More Allied gains in the Somme sector were reported in the first week of October. German counter-attacks were frequent, but lacked the vigor and success of former efforts on this front. In a joint attack on October the village of Le Sars was taken and the Allies found themselves within two miles of Bapaume. General Foch with his French infantry took a number of German positions near Ablaincourt, south of the Somme, October 14, and held his gains against repeated German attacks. The fighting was extremely desperate and of a hand-to-hand character. Gas and liquid fire were used by the Germans, but the new Allied lines were firmly held. Liquid fire was also used against the British at Thiepval, but without success.

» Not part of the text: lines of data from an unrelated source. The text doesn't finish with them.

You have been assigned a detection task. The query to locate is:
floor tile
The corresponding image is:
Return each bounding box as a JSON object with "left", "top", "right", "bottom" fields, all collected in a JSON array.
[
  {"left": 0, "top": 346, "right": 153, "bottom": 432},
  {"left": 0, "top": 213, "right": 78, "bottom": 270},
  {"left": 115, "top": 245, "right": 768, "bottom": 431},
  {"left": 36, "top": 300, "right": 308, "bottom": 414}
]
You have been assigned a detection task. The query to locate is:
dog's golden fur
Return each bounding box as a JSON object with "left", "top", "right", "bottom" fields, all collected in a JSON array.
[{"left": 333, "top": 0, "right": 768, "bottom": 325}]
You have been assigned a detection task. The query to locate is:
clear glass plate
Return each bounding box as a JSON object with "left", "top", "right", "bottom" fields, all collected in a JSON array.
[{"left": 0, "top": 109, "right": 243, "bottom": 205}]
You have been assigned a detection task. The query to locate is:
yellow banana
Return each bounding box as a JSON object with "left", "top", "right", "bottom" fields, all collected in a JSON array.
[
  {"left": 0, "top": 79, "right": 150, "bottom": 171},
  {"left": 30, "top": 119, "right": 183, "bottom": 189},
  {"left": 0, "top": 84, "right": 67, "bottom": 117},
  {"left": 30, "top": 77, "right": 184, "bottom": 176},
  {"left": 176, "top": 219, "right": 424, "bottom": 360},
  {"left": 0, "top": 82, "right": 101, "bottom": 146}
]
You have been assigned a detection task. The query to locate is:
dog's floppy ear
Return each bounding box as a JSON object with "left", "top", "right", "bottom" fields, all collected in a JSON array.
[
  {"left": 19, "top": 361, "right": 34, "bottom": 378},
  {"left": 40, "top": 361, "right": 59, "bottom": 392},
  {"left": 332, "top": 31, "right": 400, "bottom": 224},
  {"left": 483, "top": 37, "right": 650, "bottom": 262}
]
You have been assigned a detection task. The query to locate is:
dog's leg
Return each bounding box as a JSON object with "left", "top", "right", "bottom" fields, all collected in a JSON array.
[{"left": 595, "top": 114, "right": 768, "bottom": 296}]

The Allied attacks on the Somme from October 9 to October 13 were reckoned in Berlin dispatches as amongst the greatest actions of the entire Somme battle, the enemy believing that the Allies themselves then attempted to reach a decision by breaking through the German lines on the largest possible scale. The losses on both sides during this period were admittedly very heavy.
On October 18 the town of Sailly-Saillisel fell to the French after hard fighting and commanding ridges on either side of it were also captured. Fresh progress brought the French troops to the outskirts of Peronne next day, and on the 21st the British advanced their lines along a front of three miles, capturing the Stuff and Regina redoubts and trenches and taking more than 1,000 prisoners, besides bringing down seventeen enemy airplanes.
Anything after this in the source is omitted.